I have never sort of been a romantic independent. I am a pragmatic independent in that way, you know? I think an independent Scotland that is in Europe would make sense. I certainly think that especially, it kind of depends on what happens with Britain, with England, as a whole. I think that so many people seem to really resent being part of the European Union, there is a possibility you might see British politicians who want to take the whole of Britain out of the EU. That being the case, Scotland might choose to say, ‘Well we will stay within it, thank you.' Who knows?

So yeah, I am a pragmatic Scottish National Party supporter. But also because they have had more left-wing policies than the other major parties in Scotland. We will see how that changes.

I think Scottish Labour might swing further to the left and try and distinguish themselves from the British Labour party as it were a bit more. But that remains to be seen.

You have as a writer called for the boycott of Israel. What made you take this step?

The final straw was the attack on the peace convoy. I mean it's a hit where it hurts kind of thing.

I think the sports boycott of South Africa really hurt the South Africans, because they weren't bothered about intellectual stuff so much but sports really matters to them.

In the same way, the Jewish people are rightly proud of their intellectual history.

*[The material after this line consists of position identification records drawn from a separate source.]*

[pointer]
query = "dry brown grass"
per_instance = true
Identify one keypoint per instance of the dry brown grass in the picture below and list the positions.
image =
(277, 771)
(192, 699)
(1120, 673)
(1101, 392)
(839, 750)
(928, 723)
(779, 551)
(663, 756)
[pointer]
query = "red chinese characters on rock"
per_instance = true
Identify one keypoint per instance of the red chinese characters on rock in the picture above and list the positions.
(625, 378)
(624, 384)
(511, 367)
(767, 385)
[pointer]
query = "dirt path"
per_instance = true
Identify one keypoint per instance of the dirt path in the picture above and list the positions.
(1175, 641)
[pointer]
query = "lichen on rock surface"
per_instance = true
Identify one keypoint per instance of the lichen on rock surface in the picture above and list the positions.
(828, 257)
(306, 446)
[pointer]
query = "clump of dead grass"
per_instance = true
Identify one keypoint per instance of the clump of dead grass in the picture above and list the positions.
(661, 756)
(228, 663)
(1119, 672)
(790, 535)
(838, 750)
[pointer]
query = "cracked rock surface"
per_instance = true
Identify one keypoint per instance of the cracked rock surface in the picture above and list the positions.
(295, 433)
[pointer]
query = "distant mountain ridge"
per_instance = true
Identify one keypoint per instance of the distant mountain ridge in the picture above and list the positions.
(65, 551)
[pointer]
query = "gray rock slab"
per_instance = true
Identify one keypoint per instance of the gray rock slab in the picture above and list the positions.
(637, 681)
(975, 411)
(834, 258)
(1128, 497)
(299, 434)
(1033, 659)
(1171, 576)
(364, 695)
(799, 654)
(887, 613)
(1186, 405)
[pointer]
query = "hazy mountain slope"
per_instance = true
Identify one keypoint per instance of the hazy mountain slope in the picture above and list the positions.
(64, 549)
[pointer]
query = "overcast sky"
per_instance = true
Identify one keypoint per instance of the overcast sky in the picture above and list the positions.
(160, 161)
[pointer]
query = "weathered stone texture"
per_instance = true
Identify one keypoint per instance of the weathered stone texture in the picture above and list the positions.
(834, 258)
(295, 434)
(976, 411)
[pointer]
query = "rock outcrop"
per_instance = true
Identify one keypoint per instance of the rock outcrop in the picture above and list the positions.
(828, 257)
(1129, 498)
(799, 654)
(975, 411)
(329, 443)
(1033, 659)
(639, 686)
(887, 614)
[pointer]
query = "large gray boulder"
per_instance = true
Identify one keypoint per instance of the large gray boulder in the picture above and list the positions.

So even talking about intellectual boycott or artistic boycott — that hits where it hurts.

It's a sad thing to have to even suggest doing something like that. But I think the treatment the Palestinian people are getting is so grotesque, so unbalanced and just so cruel. So you have got to try and do something.

It's a very small thing to be trying to do. But it is kind of all I have got at my command, as it were.

How has politics had an impact on your work as a science fiction writer?

Not enough, I think. I would like to be more political but I struggle to make it happen. I think there is a kind of background political stuff going on in the Culture. Culture is where I think society ought to be heading. It's my ideal society. There is politics on a fairly superficial level in most of the mainstream novels. But it is usually a character who is kind of my mouthpiece, spouting left-wing rants or whatever. I'd love to get the politics on a deeper level. But I struggle to do that. It just doesn't seem to be in me, I am afraid, which is a shame. However, I remain optimistic and still have ambition, so maybe one day I will write a proper political novel.

Finally, who in your view is the greatest contemporary British writer?

Oh, I honestly don't know. I am really bad at that sort of stuff. I have so many books behind, you know years behind, usually. I have never read any of the Booker prize nominees for any given year. I am almost tempted to go really left-field and say someone like Alan Moore or maybe Alasdair Gray. But I don't know, I am not very good at these questions. It's not the way my mind tends to work. I am not good with lists either. Let's say Alan Moore for the sake of it. Yeah.

And Scottish?

Definitely Alasdair Gray.

- Syed Hamad Ali is an independent writer based in Cambridge, UK.